II. Communal Bias: In their operation these investigations carried out by the counter terror agencies are highly biased.

  1. They bypass procedures, norms and methods of proper investigation in their hurry to get results; they rely on shortcuts, depending on prejudices and stereotypes to pick up people, interrogate and detain them, instead of looking for those who may have actually done the act. Thus, because they are only looking for Muslims and in this case particularly young educated Muslim men from Azamgarh. They only find young Muslim men of that description – regardless of their connection with the crime. This is then sought to be contrived through ‘confessions’ and those really guilty of the crimes roam free.
  2. The biggest fear is of course that they do this because they feel that people are so scared of terrorism that anything done in the name of fight against terrorism is becoming acceptable. The stigma of the label of ‘terrorist’ on anyone seems to be enough for civil society to deny them all basic rights. The state forces this act with impunity because of this tacit acceptance among people to surrender democratic rights in the name of counter terror. This has to be combated.  The terror created by the state apparatuses in the name of countering terror has to be stopped by all those who support democracy.

III. The impact of all has been singularly terrifying for the Muslims of Azamgarh. Parents and relatives of arrested boys were so scared that they were hesitant even to appoint lawyers and meeting them despite high court order permitting the meeting. The atmosphere is that out of fears parents are calling back their children studying outside. Many students studying outside had disconnected themselves from the family and the relatives. In the villages in and around Sanjarpur, residents afraid of sudden police raid were keeping night vigil.

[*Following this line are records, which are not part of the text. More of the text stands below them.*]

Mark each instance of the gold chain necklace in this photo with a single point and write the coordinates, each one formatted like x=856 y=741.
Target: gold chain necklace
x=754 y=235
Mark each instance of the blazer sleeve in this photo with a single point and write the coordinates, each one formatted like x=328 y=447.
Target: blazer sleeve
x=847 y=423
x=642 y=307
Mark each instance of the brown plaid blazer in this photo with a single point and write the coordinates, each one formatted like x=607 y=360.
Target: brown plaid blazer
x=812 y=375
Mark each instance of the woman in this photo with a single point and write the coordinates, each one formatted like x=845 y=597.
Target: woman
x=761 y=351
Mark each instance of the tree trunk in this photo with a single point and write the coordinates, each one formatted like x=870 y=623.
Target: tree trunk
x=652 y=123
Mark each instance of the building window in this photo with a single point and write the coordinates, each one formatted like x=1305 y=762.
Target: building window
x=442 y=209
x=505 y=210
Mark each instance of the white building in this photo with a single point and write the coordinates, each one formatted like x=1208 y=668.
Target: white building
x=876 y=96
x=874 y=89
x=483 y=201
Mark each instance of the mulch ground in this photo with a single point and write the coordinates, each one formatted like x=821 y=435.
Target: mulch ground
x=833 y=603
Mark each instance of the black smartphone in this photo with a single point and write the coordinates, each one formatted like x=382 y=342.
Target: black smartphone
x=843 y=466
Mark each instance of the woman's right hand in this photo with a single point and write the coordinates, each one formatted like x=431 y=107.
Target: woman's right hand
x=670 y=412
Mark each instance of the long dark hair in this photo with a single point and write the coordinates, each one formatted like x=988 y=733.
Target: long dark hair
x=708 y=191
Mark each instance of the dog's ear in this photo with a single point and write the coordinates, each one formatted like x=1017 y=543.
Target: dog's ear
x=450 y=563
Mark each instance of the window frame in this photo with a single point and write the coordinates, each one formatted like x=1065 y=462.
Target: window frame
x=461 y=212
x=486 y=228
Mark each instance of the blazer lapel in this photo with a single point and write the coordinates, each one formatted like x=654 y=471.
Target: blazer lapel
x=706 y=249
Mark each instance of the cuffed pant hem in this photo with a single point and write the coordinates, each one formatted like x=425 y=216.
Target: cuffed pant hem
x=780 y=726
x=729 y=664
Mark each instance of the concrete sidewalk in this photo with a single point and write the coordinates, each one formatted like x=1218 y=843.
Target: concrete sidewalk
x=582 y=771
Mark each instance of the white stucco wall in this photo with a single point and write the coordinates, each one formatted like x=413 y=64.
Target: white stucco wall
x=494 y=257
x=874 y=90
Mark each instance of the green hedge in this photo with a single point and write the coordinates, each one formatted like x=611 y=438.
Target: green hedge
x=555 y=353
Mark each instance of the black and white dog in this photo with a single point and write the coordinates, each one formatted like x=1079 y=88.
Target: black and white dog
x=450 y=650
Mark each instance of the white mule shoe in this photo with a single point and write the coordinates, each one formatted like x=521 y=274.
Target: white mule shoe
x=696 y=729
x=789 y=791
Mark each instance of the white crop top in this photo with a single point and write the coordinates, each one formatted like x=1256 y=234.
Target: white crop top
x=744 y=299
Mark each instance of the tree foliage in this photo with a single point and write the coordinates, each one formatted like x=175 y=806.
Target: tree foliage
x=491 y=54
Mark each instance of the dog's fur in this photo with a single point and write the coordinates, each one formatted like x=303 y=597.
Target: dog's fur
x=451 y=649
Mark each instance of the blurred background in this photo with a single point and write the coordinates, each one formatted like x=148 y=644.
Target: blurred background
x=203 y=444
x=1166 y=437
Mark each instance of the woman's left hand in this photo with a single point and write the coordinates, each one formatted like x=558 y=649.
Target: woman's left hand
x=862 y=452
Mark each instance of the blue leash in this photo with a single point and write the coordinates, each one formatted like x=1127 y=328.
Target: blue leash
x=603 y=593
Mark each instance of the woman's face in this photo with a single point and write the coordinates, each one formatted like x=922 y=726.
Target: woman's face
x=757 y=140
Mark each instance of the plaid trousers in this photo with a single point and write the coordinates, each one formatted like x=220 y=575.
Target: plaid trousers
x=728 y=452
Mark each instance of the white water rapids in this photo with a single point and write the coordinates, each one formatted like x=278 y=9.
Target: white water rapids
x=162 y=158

IV. A section of media is acting as police media in attempt to increase TRPs by making news sensational instead of being objective. By doing so advertently-inadvertently, it is being part of a dangerous campaign to divide people on artificially created communal lines that have far reaching, dangerous consequences for the humanity and the country in particular. Knowing well the non-admissibility of interrogational confessions in the courts, a section of media publishes details of confessional statements without a word about how they are being treated.

The fact-finding team demands:

  1. There should be a judicial enquiry into the Jamia Nagar encounter by a sitting judge of the Supreme Court.
  2. The state should stop targeting innocent people of Azamgarh and demonising the district.
  3. The violations of the established procedures cited above are all defined as offences in law. It is required that police personnel responsible for such violations be brought to book.
  4. Those illegally detained should be immediately released and the responsibility must be fixed for compliance of the various rules and provision of law relating to the conduct of the state apparatus.